Cette nouvelle technique très utile aux chefs d’orchestre, metteurs en scène et chanteurs d’opéras permettra aux différents protagonistes, grâce à ces techniques de simulation, d'avoir une idée sonore précise du rendu final permettant à chacun de mieux se préparer et de se coordonner à la veille des premières répétitions dans les théâtres.

L’opéra « Pinocchio » est une création mondiale du compositeur Philippe Boesmans qui sera présentée lors du festival d’Aix en Provence au mois de juillet. La partition a été réalisée sur un livret de Joël Pommerat qui assurera aussi la mise en scène, ce livret étant fondé sur l’œuvre éponyme de Carlo Collodi. La direction musicale sera assurée par Emilio Pomarico.
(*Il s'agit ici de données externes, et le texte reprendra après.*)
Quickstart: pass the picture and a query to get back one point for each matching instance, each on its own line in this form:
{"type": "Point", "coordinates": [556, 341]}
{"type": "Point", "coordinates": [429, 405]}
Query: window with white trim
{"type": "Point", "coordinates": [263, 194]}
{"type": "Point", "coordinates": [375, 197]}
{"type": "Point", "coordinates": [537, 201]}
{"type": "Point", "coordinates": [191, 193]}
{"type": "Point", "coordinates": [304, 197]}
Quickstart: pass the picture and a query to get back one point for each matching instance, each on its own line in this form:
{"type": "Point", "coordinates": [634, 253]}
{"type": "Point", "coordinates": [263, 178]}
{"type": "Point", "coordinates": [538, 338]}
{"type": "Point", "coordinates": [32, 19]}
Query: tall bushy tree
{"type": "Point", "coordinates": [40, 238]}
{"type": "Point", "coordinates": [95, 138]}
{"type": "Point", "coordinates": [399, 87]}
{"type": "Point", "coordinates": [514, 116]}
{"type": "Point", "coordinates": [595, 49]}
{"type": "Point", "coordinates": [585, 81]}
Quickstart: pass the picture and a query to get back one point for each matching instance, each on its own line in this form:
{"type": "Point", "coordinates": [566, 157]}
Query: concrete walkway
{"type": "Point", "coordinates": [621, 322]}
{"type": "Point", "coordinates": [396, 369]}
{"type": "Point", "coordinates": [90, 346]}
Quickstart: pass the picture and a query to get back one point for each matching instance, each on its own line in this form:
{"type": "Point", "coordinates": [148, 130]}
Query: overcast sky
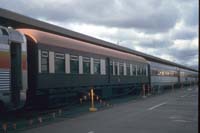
{"type": "Point", "coordinates": [164, 28]}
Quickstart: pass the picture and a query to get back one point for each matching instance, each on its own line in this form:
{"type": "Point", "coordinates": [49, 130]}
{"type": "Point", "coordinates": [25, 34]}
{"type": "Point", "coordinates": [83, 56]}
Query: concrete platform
{"type": "Point", "coordinates": [172, 112]}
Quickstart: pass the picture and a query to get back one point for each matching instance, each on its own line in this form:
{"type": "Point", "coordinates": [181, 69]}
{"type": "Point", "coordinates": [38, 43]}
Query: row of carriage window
{"type": "Point", "coordinates": [99, 66]}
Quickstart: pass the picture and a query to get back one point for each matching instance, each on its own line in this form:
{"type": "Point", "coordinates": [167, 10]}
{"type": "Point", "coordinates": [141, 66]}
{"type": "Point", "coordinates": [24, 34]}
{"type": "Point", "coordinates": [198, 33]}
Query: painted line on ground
{"type": "Point", "coordinates": [156, 106]}
{"type": "Point", "coordinates": [91, 132]}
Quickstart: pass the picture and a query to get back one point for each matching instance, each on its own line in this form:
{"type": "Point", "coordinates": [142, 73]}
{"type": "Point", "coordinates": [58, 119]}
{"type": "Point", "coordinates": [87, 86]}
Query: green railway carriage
{"type": "Point", "coordinates": [40, 69]}
{"type": "Point", "coordinates": [61, 68]}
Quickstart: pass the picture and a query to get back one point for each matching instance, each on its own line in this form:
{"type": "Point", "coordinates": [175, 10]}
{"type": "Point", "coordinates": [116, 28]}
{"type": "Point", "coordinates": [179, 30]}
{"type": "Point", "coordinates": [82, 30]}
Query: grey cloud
{"type": "Point", "coordinates": [149, 16]}
{"type": "Point", "coordinates": [156, 44]}
{"type": "Point", "coordinates": [185, 34]}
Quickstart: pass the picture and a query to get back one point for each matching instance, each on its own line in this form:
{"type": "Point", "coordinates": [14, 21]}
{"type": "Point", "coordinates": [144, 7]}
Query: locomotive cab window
{"type": "Point", "coordinates": [86, 65]}
{"type": "Point", "coordinates": [74, 64]}
{"type": "Point", "coordinates": [96, 66]}
{"type": "Point", "coordinates": [59, 63]}
{"type": "Point", "coordinates": [44, 62]}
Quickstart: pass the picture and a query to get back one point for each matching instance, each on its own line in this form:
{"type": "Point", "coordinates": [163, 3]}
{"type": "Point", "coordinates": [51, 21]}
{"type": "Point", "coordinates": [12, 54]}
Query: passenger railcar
{"type": "Point", "coordinates": [13, 69]}
{"type": "Point", "coordinates": [43, 70]}
{"type": "Point", "coordinates": [60, 68]}
{"type": "Point", "coordinates": [163, 76]}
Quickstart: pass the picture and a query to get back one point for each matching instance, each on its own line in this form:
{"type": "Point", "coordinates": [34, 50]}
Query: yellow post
{"type": "Point", "coordinates": [92, 108]}
{"type": "Point", "coordinates": [144, 95]}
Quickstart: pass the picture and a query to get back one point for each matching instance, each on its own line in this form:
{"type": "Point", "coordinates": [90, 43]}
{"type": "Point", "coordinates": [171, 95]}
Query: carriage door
{"type": "Point", "coordinates": [16, 72]}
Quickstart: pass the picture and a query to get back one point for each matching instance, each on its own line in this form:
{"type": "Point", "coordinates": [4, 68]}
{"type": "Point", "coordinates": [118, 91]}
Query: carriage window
{"type": "Point", "coordinates": [111, 67]}
{"type": "Point", "coordinates": [74, 64]}
{"type": "Point", "coordinates": [96, 66]}
{"type": "Point", "coordinates": [121, 69]}
{"type": "Point", "coordinates": [59, 63]}
{"type": "Point", "coordinates": [134, 70]}
{"type": "Point", "coordinates": [86, 65]}
{"type": "Point", "coordinates": [44, 62]}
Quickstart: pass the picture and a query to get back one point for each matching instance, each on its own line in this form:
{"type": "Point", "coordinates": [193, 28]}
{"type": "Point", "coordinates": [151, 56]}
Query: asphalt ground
{"type": "Point", "coordinates": [172, 112]}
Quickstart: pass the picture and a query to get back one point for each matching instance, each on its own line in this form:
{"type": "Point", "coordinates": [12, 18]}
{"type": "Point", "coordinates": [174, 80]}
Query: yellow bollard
{"type": "Point", "coordinates": [92, 108]}
{"type": "Point", "coordinates": [40, 119]}
{"type": "Point", "coordinates": [5, 126]}
{"type": "Point", "coordinates": [30, 122]}
{"type": "Point", "coordinates": [54, 115]}
{"type": "Point", "coordinates": [97, 98]}
{"type": "Point", "coordinates": [85, 97]}
{"type": "Point", "coordinates": [60, 112]}
{"type": "Point", "coordinates": [100, 101]}
{"type": "Point", "coordinates": [144, 95]}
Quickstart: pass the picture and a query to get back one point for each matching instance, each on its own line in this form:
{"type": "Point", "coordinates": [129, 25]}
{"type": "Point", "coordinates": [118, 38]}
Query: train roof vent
{"type": "Point", "coordinates": [15, 36]}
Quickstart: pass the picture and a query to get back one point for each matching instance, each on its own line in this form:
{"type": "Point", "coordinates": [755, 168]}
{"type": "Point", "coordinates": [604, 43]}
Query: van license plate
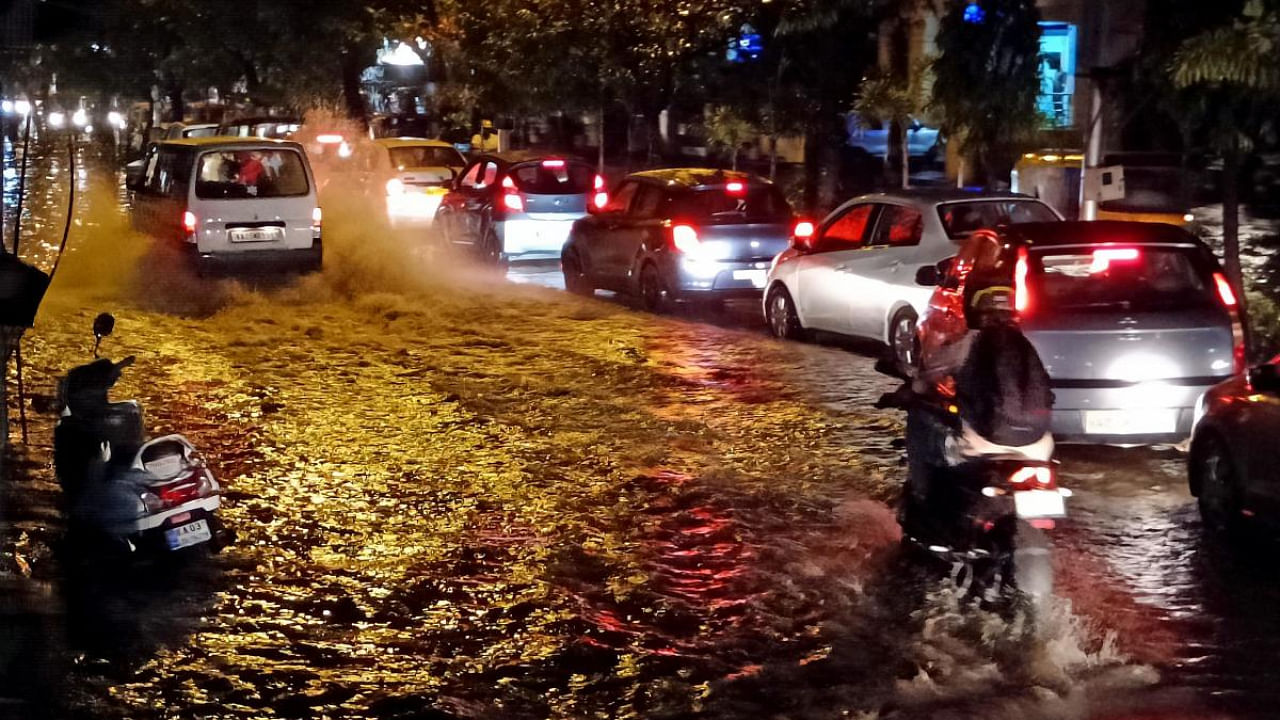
{"type": "Point", "coordinates": [188, 534]}
{"type": "Point", "coordinates": [1040, 504]}
{"type": "Point", "coordinates": [757, 277]}
{"type": "Point", "coordinates": [1150, 420]}
{"type": "Point", "coordinates": [255, 235]}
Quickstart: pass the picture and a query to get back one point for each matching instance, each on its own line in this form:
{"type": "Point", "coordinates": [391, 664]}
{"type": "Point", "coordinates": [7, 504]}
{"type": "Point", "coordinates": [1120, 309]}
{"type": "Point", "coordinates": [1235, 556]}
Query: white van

Les artistes qui se produiront sur scène auront bénéficié pour la première fois pour leurs répétitions d’une simulation orchestrale produite par le centre de recherche en création musicale. En effet, traditionnellement les répétitions quelques semaines avant la première se font sur la base musicale d’un piano seul qui représente l’orchestre en réduction. Les « mises en scène piano » réunissent chanteurs et metteur en scène et permettent à ce dernier de leur expliquer ce qu’il attend d’eux et de donner ses premières consignes (les entrées, les déplacements, les émotions à faire passer). Cela permet également de régler les décors, les éclairages et les divers éléments techniques du spectacle. Au bout de quelques semaines de répétition, la « générale piano » permet aux chanteurs de répéter l’intégralité de l’opéra accompagné du seul piano ; le metteur en scène peut alors évaluer l’avancée des préparatifs et corriger certains détails avant l’arrivée de l’orchestre.

Grâce au centre de recherche en création musicale, les chanteurs, le metteur en scène et le chef d’orchestre vont pouvoir bénéficier d’une nouvelle technique de simulation orchestrale leur permettant de répéter dès le début en étant accompagnés par tous les instruments prévus dans la partition de l’opéra et non plus seulement par leur imitation approximative donnée par le piano.

« Lorsque j’ai composé l’opéra Maria Republica d’après le roman d’Agustín Gómez-Arcos (créé en 2016 à l’opéra de Nantes - http://mmediatv.com/film/1378 -) j’ai utilisé un « piano virtuel » capable de jouer dans des conditions acoustiques satisfaisantes (transitoires d’attaques et sympathies) des micro-intervalles ce qui est impossible sur un piano ordinaire. A partir du moment où nous étions capables d’utiliser un piano virtuel, il était logique d’ambitionner ce travailler avec un orchestre virtuel », explique François Paris, compositeur et directeur du CIRM.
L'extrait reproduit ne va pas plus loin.